Generating a custom field and using it to sort results

We are going to show how to generate a custom field from a Recoll filter, and use it for sorting results. The example chosen comes from an actual user request: sorting results on pdf page counts.

The details here are obsolete, as the pdf input handler is now a quite different python program, but the general idea is still relevant.

The page count from a pdf file can be displayed by the pdfinfo command (xpdf or poppler tools).

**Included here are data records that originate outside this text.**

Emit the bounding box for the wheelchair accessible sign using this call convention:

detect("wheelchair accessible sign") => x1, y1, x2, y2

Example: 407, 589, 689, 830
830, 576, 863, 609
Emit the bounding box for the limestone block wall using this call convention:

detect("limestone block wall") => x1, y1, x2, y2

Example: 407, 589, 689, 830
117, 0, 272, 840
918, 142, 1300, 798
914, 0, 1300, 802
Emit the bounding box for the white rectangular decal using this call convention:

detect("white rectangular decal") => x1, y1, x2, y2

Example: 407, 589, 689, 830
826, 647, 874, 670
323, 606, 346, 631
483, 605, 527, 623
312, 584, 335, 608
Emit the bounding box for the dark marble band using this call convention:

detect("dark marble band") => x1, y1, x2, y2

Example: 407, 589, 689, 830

We first modify a copy of the rclpdf filter ('/usr/[local/]share/recoll/filters/rclpdf'), to compute the pdf page count, and output the value as an html meta field. This is a not very interesting bit of shell/awk magic. Another approach would be to just rewrite the rclpdf filter in your favorite scripting language (ie: perl, python…​), as all it does is execute pdftotext and pdfinfo and output html, nothing complicated. Here follows the rclpdf modification as a pseudo patch:

# compute the page count and format it so that it's alphabetically sortable
+set `pdfinfo "$infile" | egrep ^Pages:`
+pages=`printf "%04d" $2`
[skip...]
# Pass the page count value to awk
-awk 'BEGIN'\
+awk -v Pages="$pages" 'BEGIN'\
[skip...]
# Inside the awk program startup section: compute the "meta" field line
+  pagemeta = "<meta name=\"pdfpages\" content=\"" Pages "\">\n"
[skip...]
# Then print it as part of the header:
+    $0 =  part1 charsetmeta pagemeta part2
[skip...]

You can execute your own version of rclpdf by modifying '~/.recoll/mimeconf':

[index]
application/pdf = exec /path/to/my/own/rclpdf

At this point, recollindex would receive and extract a pdfpages field, but it would not know what to do with it. We are going to tell it to store the value inside the document data record so that it can be displayed in the results, and sorted on. For this we modify the '~/.recoll/fields' file:

[stored]
pdfpages=

That’s it ! After reindexing, you can now display pdfpages inside the result list (add a %(pdfpages) value to the paragraph format), and display pdfpages inside the result table (right-click the table header), and sort the results on page count (click the column header).

Note that pdfpages has not been defined as searchable (this would not make much sense). For this, you’d have to define a prefix and add it to the [prefixes] fields file section:

[prefixes]
pdfpages = XYPDFP

Have a look at the comments inside the 'fields' file for more information.